One Weatherman put it like this: “I remember talking with Teddy Gold about putting a bomb on the [Chicago railroad] tracks at rush hour, to blow up people coming home from work. That’s what I was looking forward to.” Bill Ayers, one of the Weather Underground’s leaders, reportedly admitted, “We can’t protect all the innocent people in the world. Some will get killed.”
Days of Rage, by Bryan Burrough, is an important corrective to the egregious lie about the left radicalism of the 1960s and ’70s propagated by our media and educational institutions. The book centers on three terror organizations that had a profound and lethal impact on American society: the Weather Underground, the Black Liberation Army, and the Puerto Rican separatist group, FALN.
Of these three, Weather Underground gets the most attention in mainstream treatment of the 1960s. The mythology is that the group was either utterly disconnected from the “legitimate” part of the antiwar left or that they were only targeted property. Both claims are untrue. Burrough cites Weathermen nakedly admitting their desire to kill police and military personnel and acknowledging that their actions would harm or kill citizens.

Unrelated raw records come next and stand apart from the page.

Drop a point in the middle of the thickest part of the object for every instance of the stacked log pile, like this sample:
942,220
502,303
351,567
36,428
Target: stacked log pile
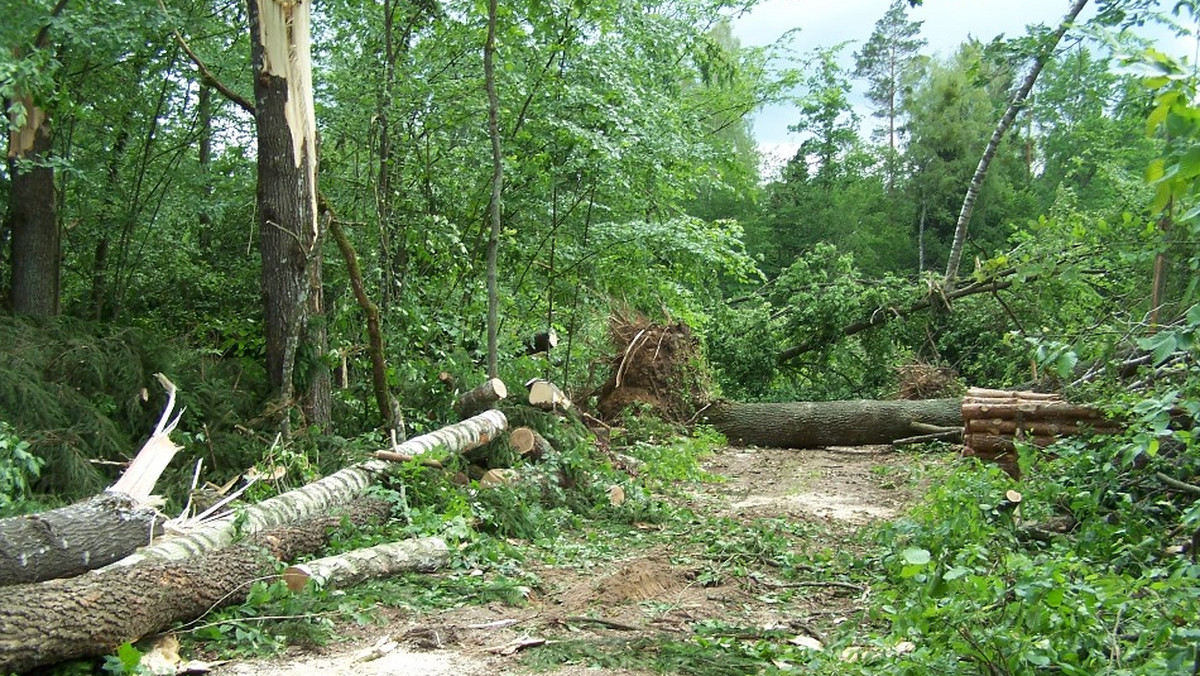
995,420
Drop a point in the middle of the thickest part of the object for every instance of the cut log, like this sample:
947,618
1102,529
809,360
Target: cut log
1000,443
1037,428
546,395
93,614
97,531
1029,411
481,398
985,393
828,423
322,495
347,569
529,443
73,539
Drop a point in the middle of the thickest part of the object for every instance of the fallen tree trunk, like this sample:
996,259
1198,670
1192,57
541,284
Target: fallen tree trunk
73,539
828,423
529,443
93,614
97,531
353,567
322,495
481,398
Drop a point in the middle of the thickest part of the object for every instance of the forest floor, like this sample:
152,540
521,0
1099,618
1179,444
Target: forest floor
621,598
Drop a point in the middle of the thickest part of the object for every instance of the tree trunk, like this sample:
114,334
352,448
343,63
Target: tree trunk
36,253
828,423
388,407
97,531
1014,107
319,496
73,539
49,622
381,561
289,232
481,398
493,240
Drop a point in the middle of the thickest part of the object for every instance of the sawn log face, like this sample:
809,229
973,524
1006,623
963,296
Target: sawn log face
814,424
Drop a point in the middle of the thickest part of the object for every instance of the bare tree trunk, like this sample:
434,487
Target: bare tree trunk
1014,107
204,159
384,400
49,622
814,424
289,232
36,249
493,241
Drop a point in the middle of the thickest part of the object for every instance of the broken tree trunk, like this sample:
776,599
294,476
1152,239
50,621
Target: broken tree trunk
529,443
816,424
353,567
97,531
322,495
481,398
93,614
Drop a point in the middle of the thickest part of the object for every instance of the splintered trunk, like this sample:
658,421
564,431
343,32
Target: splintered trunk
815,424
34,216
289,233
93,614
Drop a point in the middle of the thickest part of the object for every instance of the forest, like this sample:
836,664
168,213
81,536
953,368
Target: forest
299,249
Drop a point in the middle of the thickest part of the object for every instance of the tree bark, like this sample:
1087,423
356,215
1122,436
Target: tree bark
384,400
481,398
319,496
493,240
73,539
828,423
49,622
36,247
97,531
289,233
381,561
1014,107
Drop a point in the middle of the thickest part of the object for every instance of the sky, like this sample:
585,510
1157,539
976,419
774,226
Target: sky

For example, the Greenwich Village bomb that exploded prematurely in March 1970, ending the lives of three Weathermen, was intended for a Fort Dix dance. Another target considered for that bomb was a Columbia University administration office. Four decades later, one of the terrorists who survived that blast, Kathy Boudin, was released from prison after participating in a Brink’s truck heist that resulted in the deaths of two cops and a security guard. Following her release, she was soon hired as an adjunct professor at the place she conspired to bomb, Columbia University!
The BLA was open about its desire to provoke racial civil war, and its avowed mechanism for doing this was to murder police officers. Fatal assaults on two New York City officers—as well as numerous other unprovoked attacks on police—were the work of a BLA cell under the leadership of Joanne Chesimard. Her arrest and conviction came after a shootout with New Jersey State troopers, one of whom was killed. While visiting Chesimard in prison, BLA comrades smuggled in weapons and succeeded in springing her. Under her alias of Assata Shakur, she is today hailed by the Black Lives Matter movement as an inspiration for their political program.

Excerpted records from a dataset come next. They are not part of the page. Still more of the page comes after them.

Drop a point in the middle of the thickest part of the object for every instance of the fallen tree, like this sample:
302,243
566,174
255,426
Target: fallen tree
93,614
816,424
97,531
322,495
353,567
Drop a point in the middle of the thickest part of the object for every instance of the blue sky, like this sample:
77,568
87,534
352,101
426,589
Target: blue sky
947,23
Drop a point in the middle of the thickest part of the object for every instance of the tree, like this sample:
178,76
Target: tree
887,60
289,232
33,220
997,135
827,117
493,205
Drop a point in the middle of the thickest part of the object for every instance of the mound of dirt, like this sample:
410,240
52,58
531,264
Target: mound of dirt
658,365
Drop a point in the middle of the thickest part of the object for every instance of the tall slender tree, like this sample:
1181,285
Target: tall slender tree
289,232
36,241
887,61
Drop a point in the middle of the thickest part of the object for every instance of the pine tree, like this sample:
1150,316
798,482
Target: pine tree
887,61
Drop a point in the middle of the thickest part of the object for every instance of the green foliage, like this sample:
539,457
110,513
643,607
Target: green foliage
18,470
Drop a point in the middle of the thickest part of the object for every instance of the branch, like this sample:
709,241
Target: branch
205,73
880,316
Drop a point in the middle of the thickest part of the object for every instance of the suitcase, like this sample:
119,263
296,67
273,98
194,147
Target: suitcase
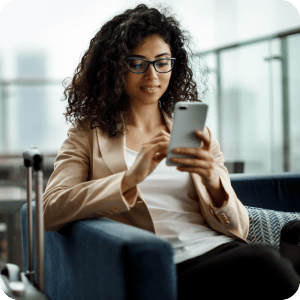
20,285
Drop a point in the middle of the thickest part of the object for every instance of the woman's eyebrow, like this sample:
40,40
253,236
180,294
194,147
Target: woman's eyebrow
141,56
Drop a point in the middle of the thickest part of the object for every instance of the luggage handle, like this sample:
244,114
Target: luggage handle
34,158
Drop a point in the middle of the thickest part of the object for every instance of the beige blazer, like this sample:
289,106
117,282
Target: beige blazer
86,184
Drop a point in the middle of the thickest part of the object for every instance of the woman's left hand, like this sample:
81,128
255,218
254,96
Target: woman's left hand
202,164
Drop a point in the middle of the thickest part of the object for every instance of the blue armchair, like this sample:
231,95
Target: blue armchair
104,259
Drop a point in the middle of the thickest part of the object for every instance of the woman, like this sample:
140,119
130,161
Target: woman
112,164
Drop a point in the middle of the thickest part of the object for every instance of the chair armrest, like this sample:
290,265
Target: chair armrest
277,191
105,259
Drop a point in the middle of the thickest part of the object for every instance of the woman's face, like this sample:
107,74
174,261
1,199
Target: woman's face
148,87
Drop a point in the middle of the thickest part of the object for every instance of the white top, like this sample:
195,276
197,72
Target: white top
176,216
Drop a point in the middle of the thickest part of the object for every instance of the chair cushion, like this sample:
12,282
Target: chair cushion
265,225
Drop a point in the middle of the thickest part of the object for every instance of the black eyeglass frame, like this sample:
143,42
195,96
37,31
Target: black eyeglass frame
150,63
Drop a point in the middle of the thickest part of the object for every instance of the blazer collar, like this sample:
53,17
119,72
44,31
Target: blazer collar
113,150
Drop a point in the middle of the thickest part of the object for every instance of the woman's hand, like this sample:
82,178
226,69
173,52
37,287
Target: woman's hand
203,165
149,156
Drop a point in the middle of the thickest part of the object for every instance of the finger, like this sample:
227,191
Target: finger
205,140
198,153
194,163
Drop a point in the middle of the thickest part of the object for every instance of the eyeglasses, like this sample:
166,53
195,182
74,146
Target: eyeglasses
140,65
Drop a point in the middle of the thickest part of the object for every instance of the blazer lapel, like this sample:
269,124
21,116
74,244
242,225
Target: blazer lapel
113,150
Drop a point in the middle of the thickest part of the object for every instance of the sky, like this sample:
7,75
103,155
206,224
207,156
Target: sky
63,28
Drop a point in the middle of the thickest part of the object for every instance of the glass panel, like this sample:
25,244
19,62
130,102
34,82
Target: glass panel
35,118
294,103
246,107
276,112
210,97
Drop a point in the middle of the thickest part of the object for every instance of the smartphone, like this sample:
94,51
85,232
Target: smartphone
188,117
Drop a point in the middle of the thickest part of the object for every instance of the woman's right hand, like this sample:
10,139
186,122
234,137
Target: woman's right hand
150,155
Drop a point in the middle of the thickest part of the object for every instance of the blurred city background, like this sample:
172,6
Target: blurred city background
250,49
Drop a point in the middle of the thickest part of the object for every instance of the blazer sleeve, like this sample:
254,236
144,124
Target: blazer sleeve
232,215
70,195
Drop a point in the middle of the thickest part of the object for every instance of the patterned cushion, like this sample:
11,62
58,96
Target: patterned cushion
265,225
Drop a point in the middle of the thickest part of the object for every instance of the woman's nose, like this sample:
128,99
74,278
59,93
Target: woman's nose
151,73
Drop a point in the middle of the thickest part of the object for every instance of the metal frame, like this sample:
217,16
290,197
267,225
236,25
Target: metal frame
285,85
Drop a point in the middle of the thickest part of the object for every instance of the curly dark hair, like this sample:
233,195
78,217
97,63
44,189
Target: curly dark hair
96,95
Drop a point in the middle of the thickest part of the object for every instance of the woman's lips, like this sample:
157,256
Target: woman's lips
149,89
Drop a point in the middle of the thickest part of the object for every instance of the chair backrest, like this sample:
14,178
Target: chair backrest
279,192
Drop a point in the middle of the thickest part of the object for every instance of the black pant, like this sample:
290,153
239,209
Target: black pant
236,270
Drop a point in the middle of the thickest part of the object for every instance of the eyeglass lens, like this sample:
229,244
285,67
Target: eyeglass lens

A 2015 New York Times review refused to discuss any of Burrough’s gory details, but an honest reader will be unable to ignore them. Days of Rage is an invaluable source on the murderous hatred among many leftist radicals that lurked just below the surface of 1960s America.
—Alexander Riley
Pascal Quignard’s fictional account of the master-disciple relationship of Jean de Sainte-Colombe and Marin Marais, two late 17th-/early 18th-century French virtuosi of the viola da gamba, is one of the purest love letters to the art of music that I have encountered. It is also a beautiful statement on the profound bond that links those connected by love even beyond the grave, our fervent human rejection of the separation that death represents.
The novel describes the younger man achieving great popular fame with his art, something his purist teacher warned him against as being contrary to the very purpose of music. But Marais parades off to Versailles to play for the king, leaving Sainte-Colombe’s daughter Madeleine pregnant with a child who will be stillborn. Soon afterward, the mother takes her own life in bitter sadness over having been emotionally manipulated by Marais. Sainte-Colombe plays his masterpieces alone in a shed, while Marais glories in his renown and his riches.
As he ages, Marais reflects on what he had failed to learn from his master and on his mistreatment of Madeleine. He recalls the otherworldly compositions Sainte-Colombe produced but refused to publish. That indescribable music will die with its creator—unless Marais returns to undertake, as he puts it, “a final lesson” with the master.
The extraordinary Monsieur de Sainte-Colombe is an unforgettable character. His life is forever marked by an unrelenting sorrow over the early death of his adored wife, who regularly visits him as a ghost. Music is his language for communicating the things about his love and his lament that he cannot speak. This is what Marais will finally grasp about the essence of music as Sainte-Colombe understands it. It is a watering hole for those whom language has deserted, the dead and the not yet born, those who are without breath and light.
All the World’s Mornings was made into a moving film, in which one can hear the music the composers create and play. Imagine witnessing Sainte-Colombe and Marais, the two of them shut away in a practice shed in the woods, accompanied by the ghosts of the dead, producing melodies that bring tears as they play. Yet even in translation and without the sensory aid of film, the novel retains an austere purity that will touch any sensitive reader.